Vers 12 : Le désespoir s'exprime par une exclamation doublée sonore “O douleur ! O
douleur !” appuyée par l'emploi de l'interjection “O”. Ce cri exprime la souffrance. L'allégorie
“Le Temps mange la vie” fait du temps une espèce de monstre, d'ogre. C'est une image très
forte. Nous avons une sorte d'antithèse, de conflit entre les noms communs “temps” et “vie”.
Le nom commun “temps” est sujet du verbe manger, il est donc présenté comme victorieux,
supérieur. Le temps devient donc un obstacle à la quête poétique de l'idéal.

Vers 13 : La périphrase “l'obscur Ennemi qui nous ronge le cœur” désigne le temps
apparaissant comme une hantise, une obsession. L'adjectif qualificatif “obscur” est
polysémique; d'une part, il renvoie au spleen, d'autre part, il est synonyme d'invisible,
d'insaisissable. Le nom commun “cœur” est employé pour dire que l'ennemi touche l'homme
au plus profond de son être appuyé par l'emploi du verbe ronger. Le pronom personnel
“nous” dépersonnalise le poète puisque l'on est passé du personnel “je” à l'universel “nous”.
Le Temps est donc l'ennemi de tous les hommes.

Vers 14 : Métaphore filée du cœur. Le nom commun “sang” symbolise la vie qui part. L'ordre
des mots dans ce vers suggère la lente victoire du temps puisque le temps se déploie
suivant le volume croissant des verbes : “croit”, puis “se fortifie”. Le temps est de plus en
plus oppressant et l'homme est de plus en plus affaibli. Le temps est donc représenté
comme une sorte de vampire.

Conclusion : Ce 2ème tercet marque donc l'hiver.

❖ Conclusion

Synthèse : Baudelaire reprend le thème de la conscience du temps qui passe, synonyme


d’angoisse et de mélancolie pour exprimer son mal être. Le temps est la cause et
l’instrument principaux du spleen. La présentation du temps comme un mal universel est
récurrente chez Baudelaire.

Ouverture : (à voir lecture linéaire 2)

❖ Vocabulaire

Métaphore filée : métaphore que l’auteur construit sur plusieurs lignes.

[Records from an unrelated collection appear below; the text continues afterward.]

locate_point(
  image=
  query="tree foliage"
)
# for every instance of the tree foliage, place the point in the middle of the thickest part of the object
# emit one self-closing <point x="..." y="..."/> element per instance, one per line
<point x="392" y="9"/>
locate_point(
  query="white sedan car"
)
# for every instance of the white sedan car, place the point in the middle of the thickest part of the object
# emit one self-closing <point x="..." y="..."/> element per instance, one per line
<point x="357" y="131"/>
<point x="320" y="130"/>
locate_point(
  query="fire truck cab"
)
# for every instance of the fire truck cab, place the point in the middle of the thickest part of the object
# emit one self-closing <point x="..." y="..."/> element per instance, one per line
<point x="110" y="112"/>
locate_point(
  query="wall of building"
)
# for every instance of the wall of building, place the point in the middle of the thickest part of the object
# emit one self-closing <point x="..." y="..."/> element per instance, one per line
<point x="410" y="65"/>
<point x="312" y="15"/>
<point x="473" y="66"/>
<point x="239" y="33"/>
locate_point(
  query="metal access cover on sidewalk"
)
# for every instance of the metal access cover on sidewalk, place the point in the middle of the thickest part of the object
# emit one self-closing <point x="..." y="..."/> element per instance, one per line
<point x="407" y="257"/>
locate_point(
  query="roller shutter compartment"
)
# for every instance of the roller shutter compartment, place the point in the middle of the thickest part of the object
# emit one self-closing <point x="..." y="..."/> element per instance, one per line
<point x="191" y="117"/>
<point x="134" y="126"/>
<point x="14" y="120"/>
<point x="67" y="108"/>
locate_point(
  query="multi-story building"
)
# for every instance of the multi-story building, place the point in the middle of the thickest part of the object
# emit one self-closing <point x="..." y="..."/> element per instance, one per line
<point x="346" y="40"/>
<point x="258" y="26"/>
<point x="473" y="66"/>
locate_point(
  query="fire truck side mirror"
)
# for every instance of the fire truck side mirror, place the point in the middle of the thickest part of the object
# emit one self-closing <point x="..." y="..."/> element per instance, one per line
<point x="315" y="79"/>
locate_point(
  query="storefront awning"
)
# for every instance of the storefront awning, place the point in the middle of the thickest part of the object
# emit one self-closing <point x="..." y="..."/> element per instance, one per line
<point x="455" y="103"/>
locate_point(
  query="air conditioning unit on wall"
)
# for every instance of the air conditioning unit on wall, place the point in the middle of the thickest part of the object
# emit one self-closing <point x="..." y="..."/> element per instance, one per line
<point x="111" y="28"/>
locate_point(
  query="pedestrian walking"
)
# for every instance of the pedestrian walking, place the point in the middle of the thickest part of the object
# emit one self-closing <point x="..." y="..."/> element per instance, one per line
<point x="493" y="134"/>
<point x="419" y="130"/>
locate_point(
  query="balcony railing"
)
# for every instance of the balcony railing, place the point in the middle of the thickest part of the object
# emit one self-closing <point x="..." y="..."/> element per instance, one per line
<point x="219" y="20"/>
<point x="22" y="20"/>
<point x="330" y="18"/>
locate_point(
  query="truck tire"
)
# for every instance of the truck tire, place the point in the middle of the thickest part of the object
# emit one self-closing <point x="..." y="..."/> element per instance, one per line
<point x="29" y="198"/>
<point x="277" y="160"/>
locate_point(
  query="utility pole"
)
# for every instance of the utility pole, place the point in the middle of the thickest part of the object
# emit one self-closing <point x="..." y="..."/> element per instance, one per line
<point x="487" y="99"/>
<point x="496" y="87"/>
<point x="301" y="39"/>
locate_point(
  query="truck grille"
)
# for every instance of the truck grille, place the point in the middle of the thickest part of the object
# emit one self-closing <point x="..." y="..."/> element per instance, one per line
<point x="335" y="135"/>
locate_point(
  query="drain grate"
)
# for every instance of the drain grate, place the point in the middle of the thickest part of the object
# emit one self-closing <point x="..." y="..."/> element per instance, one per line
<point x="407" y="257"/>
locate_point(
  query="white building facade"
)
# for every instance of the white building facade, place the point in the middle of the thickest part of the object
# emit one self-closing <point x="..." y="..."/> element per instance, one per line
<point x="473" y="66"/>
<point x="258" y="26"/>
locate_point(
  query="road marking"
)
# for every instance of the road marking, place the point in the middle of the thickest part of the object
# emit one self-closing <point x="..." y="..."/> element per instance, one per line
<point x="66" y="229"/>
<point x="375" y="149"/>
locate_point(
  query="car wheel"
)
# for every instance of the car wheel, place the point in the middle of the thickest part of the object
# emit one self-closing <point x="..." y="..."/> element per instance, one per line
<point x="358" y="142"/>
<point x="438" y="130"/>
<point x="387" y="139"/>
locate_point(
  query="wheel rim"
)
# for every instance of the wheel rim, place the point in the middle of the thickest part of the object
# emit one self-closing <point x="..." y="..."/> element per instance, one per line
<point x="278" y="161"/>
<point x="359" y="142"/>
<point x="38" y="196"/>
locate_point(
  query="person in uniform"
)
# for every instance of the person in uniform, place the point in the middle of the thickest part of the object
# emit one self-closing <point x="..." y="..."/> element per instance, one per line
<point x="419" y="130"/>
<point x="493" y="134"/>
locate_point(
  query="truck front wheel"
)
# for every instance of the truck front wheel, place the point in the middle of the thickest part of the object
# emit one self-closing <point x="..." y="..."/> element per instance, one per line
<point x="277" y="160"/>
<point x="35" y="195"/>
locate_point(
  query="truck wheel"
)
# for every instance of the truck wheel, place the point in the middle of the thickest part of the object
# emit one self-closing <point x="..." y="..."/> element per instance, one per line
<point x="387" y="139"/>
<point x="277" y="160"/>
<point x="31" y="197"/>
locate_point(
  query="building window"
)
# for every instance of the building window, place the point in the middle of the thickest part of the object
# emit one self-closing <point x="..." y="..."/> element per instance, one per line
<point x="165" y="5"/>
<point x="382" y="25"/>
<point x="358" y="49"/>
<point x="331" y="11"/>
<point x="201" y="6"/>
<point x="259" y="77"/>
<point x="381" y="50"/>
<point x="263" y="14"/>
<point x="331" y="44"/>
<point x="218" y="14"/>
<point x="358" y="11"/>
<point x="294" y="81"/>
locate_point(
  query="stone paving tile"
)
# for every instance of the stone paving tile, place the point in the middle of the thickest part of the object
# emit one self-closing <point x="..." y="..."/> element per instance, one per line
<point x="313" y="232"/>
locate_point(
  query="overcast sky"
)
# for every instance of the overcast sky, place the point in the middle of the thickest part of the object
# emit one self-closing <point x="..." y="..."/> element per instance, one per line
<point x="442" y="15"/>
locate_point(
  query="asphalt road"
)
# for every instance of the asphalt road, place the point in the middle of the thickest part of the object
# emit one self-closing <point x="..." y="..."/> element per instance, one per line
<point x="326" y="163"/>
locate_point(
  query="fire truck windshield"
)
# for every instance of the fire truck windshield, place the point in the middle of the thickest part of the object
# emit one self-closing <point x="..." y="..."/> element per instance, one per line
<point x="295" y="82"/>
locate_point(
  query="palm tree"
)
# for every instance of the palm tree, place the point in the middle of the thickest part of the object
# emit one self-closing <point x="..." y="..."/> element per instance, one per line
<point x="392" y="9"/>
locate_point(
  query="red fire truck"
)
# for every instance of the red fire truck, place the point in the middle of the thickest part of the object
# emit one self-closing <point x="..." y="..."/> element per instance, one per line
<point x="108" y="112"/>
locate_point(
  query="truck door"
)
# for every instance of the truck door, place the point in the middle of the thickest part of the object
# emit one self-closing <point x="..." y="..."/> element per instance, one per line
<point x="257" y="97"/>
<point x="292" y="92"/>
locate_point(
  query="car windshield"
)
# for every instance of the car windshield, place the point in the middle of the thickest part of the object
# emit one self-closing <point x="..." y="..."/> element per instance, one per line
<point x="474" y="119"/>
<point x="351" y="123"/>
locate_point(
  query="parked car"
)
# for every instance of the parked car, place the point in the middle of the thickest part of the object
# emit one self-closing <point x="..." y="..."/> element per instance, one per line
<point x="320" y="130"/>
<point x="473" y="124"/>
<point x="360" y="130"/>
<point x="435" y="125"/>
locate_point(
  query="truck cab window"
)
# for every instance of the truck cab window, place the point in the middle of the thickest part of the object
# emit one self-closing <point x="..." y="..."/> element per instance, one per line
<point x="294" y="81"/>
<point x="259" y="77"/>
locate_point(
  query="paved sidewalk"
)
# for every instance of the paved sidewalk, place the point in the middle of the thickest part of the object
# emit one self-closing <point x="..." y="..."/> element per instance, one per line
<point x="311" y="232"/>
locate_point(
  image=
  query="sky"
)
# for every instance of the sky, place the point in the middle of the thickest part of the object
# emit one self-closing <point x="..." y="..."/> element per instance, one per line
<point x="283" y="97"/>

Spleen : anglicisme qui désigne l’ennui de toutes choses, une mélancolie profonde, voire un
certain dégoût de la vie.

Polysémique : qui a plusieurs sens.

Locution : groupe de mots formant une unité de sens et ayant la même fonction qu’un mot.
(ex : locution verbale (avoir l’air, prendre garde), adverbiale (en vain, tout de suite), conjonctive (dès que, pour
que), prépositive (auprès de, jusqu’à)).

Présentatif : terme, locution servant à présenter, à mettre en situation une nouvelle


information.

Interjection : Mot invariable pouvant être employé isolément pour traduire une attitude
affective de la personne qui s'exprime (ex. ah !, oh !, zut !).